Ariana Drehsler/Bloomberg
The Securities and Exchange Commission on Monday announced a settlement with the former CEO and chief risk officer of the now-defunct Silvergate Capital Corp., while also filing civil charges against the cryptocurrency-friendly bank’s former chief financial officer.
Former CEO Alan J. Lane and former Chief Risk Officer Kathleen Fraher have settled allegations that they misled investors about the strength of the bank’s anti-money laundering compliance program and its monitoring of crypto clients. Those clients included FTX, the crypto exchange whose spectacular collapse led to the demise of Silvergate five months later.
The SEC has accused Antonio Martino, former CFO of Silvergate, of misleading investors about losses the La Jolla, Calif.-based bank suffered following the November 2022 collapse of FTX. Martino has denied the allegations and vowed to defend himself in court.
The SEC’s actions on Monday were part of a coordinated series of moves by federal and state regulators. At the same time, the Federal Reserve Board and the California Department of Financial Protection and Innovation announced $63 million in fines against Silvergate for internal oversight deficiencies.
The SEC said Silvergate failed to adequately monitor its core product, known as the Silvergate Exchange Network, in 2021 and 2022, the key mechanism for the bank’s cryptocurrency customers to transfer funds between each other. The bank’s system failed to monitor approximately $1 trillion in suspicious banking transactions related to its cryptocurrency exchange, according to the SEC.
“The bank failed to detect nearly $9 billion in suspicious transfers by FTX and its related entities,” the SEC said in a complaint filed Monday in U.S. District Court for the Southern District of New York.
Lane and Fraher misrepresented the operational and legal risks to which Silvergate Bank was exposed, falsely stating in SEC filings and other public statements that the bank had an effective Bank Secrecy Act/anti-money laundering compliance program tailored to the increased risks posed by its cryptocurrency customers, the SEC said.
Lane and Fraher reached settlements with the SEC without admitting or denying the agency’s allegations. Lane agreed to pay a $1 million civil penalty, while Fraher agreed to pay a $250,000 civil penalty, according to the SEC. Both former Silvergate executives also agreed to permanent injunctions and five-year employment bans on their officers and directors, the SEC said in a press release.
Haima Marlier, an attorney with Morrison and Foerster who represents Fraher, declined to comment. A lawyer for Lane did not immediately return a call seeking comment.

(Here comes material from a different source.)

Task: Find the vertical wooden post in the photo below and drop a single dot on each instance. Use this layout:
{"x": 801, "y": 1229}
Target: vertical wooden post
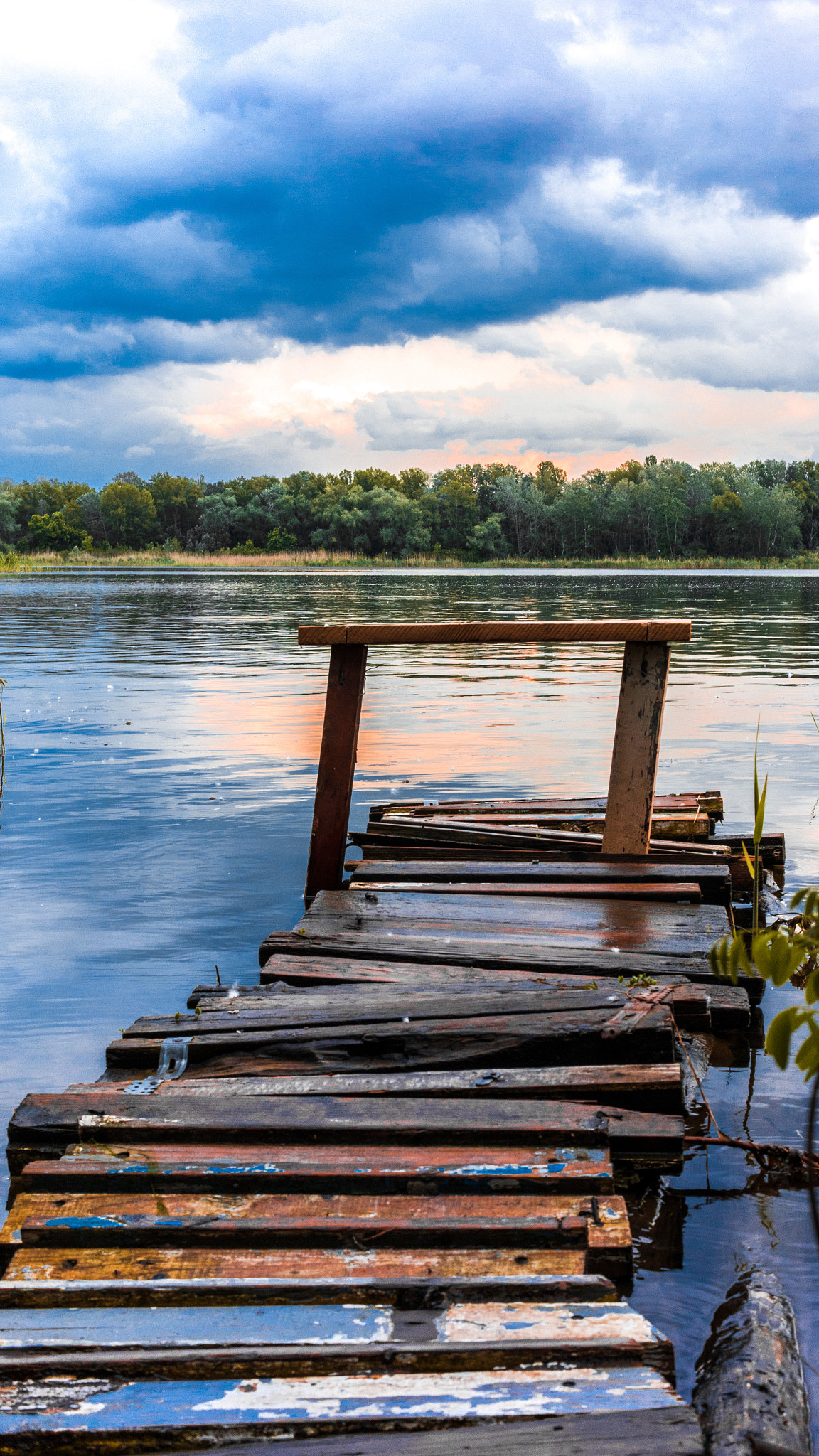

After the FTX bankruptcy sparked panic in the cryptocurrency industry, leading to a run on Silvergate’s banks and a severe liquidity crisis, the SEC alleged that Martino was involved in a fraudulent scheme to deceive investors and regulators about the bank’s financial condition.
Needing liquidity, the bank sold a large chunk of its bond portfolio in the fourth quarter of 2022. But the value of its bond investments plummeted as interest rates rose, so Silvergate was forced to take a hit on the sale.
The lawsuit alleges that Martino and other bank executives knew it would have to shed more bad debts, further eroding its capital cushion. By underestimating the amount of debt it needed to shed, the bank was able to mask the financial hit it would soon suffer, prosecutors said.
Martino “either knew or recklessly ignored that the bank would have to sell substantially more” in securities than he told investors, prosecutors said. Instead of the $200 million in additional securities sales that Martino “falsely implied” were necessary, the bank ended up selling about $1 billion, the lawsuit said.
Adam Lurie, the attorney representing Martino, said his client denies the allegations.
“Mr. Martino acted reasonably and in good faith throughout his time at Silvergate,” said Lurie, a partner at the law firm Linklaters. “He denies any wrongdoing and intends to challenge the SEC’s allegations in court. The SEC is inappropriately seeking, with the benefit of hindsight, to substitute its business judgment for decisions that Mr. Martino, a career finance professional, made in real time.”
Silverage announced on March 8, 2023, that it would liquidate and cease operations. The bank faced potential enforcement action from banking regulators, high costs to remedy its BSA/AML program, and an auditor’s request to correct its financial statements regarding losses from the anticipated securities sales, the SEC said.
On May 23, 2023, the Fed and the California DFPI issued a joint cease and desist order against the bank to facilitate its voluntary liquidation.
Polo Rocha and Kevin Wack contributed to this report.